Özgür onunla ilgilenmiyormuş gibi davranmaya çalıştı, camdan dışarı seyretmeyi başladı. Ama yine de ona laf yetiştirmekten kendini alamadı.
“Benim gibi değişik dışa vurum yöntemleri yok demek ki. Onlar normal insanlar gibi paşa paşa içlerine atıyorlar endişelerini.
Tekrar Aslı’ya döndü ve alaycı bir ses tonuyla sordu:
“Etrafta senden başka gerçekliğinden şüphe etmem gereken bir şey var mı?”
“Evet, özgüvenin. Kendine bu kadar az güvenen bir insan zor bulunur.”
Aslı, Özgür’ü telkin etmek istercesine elini onun sırtına koydu.
“Alt tarafı bir sınava gireceksin. Kendini öyle ya da böyle bir sene boyunca bu ana hazırladın. Şimdi özgürlüğe üç kala, anın tadını çıkar bence.”
“Tadını çıkarmak derken? Önüme konan soruların eğlenceli olacağını mı düşünüyorsun?”
“Bir bakıma. Yani ecelden kaçış yok diye boşuna dememişler. Bu saatten sonra ya çözeceksin, ya da çözemeyip evde benden biçki dikiş dersleri almaya başlayacaksın. Yeni bir model öğrendim ki sor-“
Özgür’ün sabrı taşmıştı. Aslı’nın sözünü bitirmesine müsaade etmedi.
“Saçmalamayı keser misin artık!”
Özgür sesini kontrol edemediği için diğer öğrencilerin ilgisini çekmeye başlamışken sınav gözetmenleri sınıfa girdiler. Tüm sıralar, biraz sonra hayatlarının en önemli sınavı olduğunu düşündükleri soruları içeren kitapçığa kavuşmayı sabırsızlıkla bekleyen öğrencilerle doluydu. Gözetmenler sınavla ilgili açıklamalar yapmaya başladılar. Aslı, stresten iyice kendini kaybetmiş Özgür’ün yanağına bir öpücük kondurdu ve yanından kalktı. Tam gidecekti ki Özgür ani bir hareketle elini tuttu ve yalvaran gözlerle baktı. Bu, Aslı’nın gülümsemesine yol açtı.

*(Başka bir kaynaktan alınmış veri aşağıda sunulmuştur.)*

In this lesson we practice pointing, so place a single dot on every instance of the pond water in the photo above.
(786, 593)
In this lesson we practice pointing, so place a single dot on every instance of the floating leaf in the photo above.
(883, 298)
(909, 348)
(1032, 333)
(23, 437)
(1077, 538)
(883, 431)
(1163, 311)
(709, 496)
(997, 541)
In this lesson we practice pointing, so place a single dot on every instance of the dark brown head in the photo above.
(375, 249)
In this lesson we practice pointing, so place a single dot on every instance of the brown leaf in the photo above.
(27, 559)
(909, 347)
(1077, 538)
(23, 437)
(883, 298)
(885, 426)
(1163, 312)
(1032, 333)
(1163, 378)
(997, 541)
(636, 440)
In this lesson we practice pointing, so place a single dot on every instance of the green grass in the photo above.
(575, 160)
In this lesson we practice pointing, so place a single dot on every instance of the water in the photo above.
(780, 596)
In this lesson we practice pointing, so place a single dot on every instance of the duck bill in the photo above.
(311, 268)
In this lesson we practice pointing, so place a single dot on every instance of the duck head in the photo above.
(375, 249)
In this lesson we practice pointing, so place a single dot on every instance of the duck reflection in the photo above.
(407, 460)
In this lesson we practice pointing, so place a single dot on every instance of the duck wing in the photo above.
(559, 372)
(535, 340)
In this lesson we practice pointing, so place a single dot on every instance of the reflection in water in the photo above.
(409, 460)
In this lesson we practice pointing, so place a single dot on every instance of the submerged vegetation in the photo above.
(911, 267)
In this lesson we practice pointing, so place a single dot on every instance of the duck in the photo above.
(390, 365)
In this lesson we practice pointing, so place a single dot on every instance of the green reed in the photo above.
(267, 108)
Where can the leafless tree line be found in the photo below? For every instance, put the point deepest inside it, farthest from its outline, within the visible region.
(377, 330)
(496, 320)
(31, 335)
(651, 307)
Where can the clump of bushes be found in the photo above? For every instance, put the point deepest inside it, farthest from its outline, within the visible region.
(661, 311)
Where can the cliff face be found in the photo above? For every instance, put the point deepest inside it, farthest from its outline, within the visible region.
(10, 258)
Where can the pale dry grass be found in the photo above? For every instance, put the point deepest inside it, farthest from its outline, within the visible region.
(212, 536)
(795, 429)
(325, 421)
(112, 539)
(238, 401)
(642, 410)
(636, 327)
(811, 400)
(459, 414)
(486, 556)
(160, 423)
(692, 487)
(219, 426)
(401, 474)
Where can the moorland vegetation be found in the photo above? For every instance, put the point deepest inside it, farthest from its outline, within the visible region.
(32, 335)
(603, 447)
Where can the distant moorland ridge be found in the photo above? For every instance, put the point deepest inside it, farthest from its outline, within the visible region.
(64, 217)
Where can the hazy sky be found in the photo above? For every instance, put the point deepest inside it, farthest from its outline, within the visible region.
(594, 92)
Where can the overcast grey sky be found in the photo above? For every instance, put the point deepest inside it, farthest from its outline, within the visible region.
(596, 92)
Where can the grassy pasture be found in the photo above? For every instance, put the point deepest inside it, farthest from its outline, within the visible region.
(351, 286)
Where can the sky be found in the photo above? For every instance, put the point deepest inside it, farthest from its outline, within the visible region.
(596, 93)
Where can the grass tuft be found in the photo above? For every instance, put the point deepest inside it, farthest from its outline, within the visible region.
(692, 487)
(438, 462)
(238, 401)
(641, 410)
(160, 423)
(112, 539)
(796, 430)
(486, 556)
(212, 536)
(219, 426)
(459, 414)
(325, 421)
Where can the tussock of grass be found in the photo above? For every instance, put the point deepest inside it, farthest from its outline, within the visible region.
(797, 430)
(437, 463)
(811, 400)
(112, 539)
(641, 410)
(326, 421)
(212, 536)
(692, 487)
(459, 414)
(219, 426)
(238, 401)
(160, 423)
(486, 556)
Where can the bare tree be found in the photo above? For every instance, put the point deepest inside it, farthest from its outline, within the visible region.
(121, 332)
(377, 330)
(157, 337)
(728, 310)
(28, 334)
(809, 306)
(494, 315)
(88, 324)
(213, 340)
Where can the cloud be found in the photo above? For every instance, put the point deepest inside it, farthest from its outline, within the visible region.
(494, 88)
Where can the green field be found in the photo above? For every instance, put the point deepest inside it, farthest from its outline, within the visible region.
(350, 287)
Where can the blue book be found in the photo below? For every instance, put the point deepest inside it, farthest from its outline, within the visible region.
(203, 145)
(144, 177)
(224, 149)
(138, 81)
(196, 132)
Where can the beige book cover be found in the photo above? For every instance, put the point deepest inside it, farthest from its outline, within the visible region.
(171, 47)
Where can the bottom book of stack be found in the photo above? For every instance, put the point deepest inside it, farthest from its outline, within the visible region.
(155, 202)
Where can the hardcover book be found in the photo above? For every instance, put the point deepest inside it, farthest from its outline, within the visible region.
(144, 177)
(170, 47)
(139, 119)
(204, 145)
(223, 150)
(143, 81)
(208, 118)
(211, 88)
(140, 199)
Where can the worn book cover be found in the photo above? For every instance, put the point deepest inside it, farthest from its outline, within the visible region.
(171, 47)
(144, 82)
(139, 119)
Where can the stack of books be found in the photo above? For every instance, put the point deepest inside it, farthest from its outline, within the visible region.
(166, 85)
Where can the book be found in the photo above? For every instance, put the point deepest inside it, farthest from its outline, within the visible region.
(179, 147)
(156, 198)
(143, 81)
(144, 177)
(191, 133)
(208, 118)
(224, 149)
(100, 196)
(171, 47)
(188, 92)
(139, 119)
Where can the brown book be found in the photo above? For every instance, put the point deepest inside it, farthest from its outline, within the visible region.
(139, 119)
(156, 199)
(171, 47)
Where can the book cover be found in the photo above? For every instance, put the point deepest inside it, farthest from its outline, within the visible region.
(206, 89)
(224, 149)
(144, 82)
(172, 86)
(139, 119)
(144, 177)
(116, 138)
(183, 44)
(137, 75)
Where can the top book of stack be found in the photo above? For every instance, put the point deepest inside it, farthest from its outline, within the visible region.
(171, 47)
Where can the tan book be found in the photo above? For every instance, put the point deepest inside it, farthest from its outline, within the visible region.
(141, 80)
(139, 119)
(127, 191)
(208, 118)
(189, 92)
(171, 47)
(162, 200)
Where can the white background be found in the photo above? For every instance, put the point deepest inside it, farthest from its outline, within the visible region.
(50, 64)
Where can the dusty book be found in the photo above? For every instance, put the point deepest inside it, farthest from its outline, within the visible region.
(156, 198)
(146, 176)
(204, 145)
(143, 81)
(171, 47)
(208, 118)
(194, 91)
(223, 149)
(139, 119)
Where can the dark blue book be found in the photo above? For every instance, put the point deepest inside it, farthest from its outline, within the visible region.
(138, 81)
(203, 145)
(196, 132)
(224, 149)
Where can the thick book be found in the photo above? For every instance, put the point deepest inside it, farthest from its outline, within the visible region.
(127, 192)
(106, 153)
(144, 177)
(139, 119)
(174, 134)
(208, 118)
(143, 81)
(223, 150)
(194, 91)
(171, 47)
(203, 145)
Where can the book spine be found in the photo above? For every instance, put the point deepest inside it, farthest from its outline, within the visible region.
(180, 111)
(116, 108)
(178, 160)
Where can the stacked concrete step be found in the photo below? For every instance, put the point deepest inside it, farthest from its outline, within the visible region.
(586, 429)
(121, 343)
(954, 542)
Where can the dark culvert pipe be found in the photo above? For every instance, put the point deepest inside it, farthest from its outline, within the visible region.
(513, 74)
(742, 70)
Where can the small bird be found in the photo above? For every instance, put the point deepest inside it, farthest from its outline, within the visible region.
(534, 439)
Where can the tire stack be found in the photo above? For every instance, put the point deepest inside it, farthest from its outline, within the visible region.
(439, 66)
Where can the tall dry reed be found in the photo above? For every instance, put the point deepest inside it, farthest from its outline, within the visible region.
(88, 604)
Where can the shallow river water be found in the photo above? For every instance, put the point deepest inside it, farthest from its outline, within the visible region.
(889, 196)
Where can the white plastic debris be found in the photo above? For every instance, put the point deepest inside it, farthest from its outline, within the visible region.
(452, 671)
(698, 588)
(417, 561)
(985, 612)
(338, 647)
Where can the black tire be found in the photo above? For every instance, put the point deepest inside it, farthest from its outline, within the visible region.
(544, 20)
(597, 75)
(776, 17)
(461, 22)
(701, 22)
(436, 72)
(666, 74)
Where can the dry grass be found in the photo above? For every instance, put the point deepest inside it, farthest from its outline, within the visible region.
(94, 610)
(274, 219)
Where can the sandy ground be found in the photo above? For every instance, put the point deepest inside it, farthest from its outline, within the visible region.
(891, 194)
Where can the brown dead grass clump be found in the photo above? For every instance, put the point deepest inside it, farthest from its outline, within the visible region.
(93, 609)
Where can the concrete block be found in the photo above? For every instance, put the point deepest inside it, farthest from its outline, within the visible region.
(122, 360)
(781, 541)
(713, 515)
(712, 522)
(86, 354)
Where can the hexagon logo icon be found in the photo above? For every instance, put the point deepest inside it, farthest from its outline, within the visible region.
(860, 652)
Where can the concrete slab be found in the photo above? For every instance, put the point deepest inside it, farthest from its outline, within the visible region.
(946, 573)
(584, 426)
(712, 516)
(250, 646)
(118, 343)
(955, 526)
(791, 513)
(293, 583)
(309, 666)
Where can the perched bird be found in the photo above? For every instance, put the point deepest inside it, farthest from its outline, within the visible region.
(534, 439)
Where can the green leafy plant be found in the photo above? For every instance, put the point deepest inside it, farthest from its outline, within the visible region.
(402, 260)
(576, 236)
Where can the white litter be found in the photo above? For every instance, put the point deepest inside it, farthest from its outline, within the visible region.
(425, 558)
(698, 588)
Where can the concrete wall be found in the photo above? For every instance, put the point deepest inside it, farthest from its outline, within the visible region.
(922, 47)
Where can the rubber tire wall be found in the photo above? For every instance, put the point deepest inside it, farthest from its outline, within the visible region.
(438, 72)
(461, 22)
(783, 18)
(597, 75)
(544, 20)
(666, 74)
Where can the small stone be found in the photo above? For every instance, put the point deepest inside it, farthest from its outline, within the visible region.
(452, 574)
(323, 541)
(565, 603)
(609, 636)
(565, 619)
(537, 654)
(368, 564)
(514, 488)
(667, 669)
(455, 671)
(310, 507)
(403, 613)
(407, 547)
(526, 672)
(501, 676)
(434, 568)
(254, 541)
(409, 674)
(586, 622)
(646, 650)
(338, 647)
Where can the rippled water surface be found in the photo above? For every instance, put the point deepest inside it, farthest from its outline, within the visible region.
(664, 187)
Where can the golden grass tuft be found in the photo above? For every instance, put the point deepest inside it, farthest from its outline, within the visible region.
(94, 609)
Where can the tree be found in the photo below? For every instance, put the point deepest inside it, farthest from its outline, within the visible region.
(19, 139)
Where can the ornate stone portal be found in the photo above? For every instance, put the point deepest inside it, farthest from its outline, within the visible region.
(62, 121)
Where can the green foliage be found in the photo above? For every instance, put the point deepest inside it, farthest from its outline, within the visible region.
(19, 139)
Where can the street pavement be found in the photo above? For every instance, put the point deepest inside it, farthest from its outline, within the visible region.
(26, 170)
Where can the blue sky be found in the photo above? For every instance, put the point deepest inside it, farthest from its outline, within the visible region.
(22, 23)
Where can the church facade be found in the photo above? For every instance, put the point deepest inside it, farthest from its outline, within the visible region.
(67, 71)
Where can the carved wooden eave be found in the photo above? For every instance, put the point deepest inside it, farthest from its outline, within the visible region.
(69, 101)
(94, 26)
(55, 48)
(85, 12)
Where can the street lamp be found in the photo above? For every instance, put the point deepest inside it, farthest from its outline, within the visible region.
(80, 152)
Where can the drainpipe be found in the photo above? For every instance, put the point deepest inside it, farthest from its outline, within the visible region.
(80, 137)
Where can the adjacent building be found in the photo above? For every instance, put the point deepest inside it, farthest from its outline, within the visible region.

“Merak etme, ben buradayım. Sen istediğin kadar, sen istediğin sürece.”
Kalktığı yere tekrar oturdu. Önce cevap kağıtları, sonra da soru kitapçıkları dağıtıldı. Çok geçmeden sınav başladı. Özgür titreyen elleriyle soru kitapçığını açtı ve gözden geçirmeye başladı. Kısa bir tereddütten sonra matematik bölümünü açtı. Özgür dikkatle soruları okurken Aslı kitapçığa doğru eğildi ve Özgür’e eşlik etti. Özgür hangi şıkkı işaretleyeceğine karar veremediğinde kendisi bir şık seçti. Özgür de Aslı’nın seçtiği şıkkı sorgusuz sualsiz cevap kağıdına işledi. Birkaç soru daha çözdükten sonra dikkati dağıldı ve dışarıyı seyretmeye başladı. Birçok anne baba heyecan içinde sınavın bitmesini bekliyordu. Birden gözlerini kapadı, başını salladı ve kendine gelebilmek için silkindi. Gülümseyerek bir kez daha Aslı’ya döndü. Aslı da ona bir o kadar sıcak bir gülümsemeyle karşılık verdi. Özgür kararlı bir şekilde gözlerini kapadı ve birkaç saniye sonra açtığında karşısında Aslı’yı yoktu. Özgür’ün önünde oturan kız hiçbir soruyu yapamadığını haykırarak gözyaşları eşliğinde sınıftan koşarak uzaklaşırken Özgür kendinden daha emin bir şekilde bir sonraki soruyu okumaya başladı.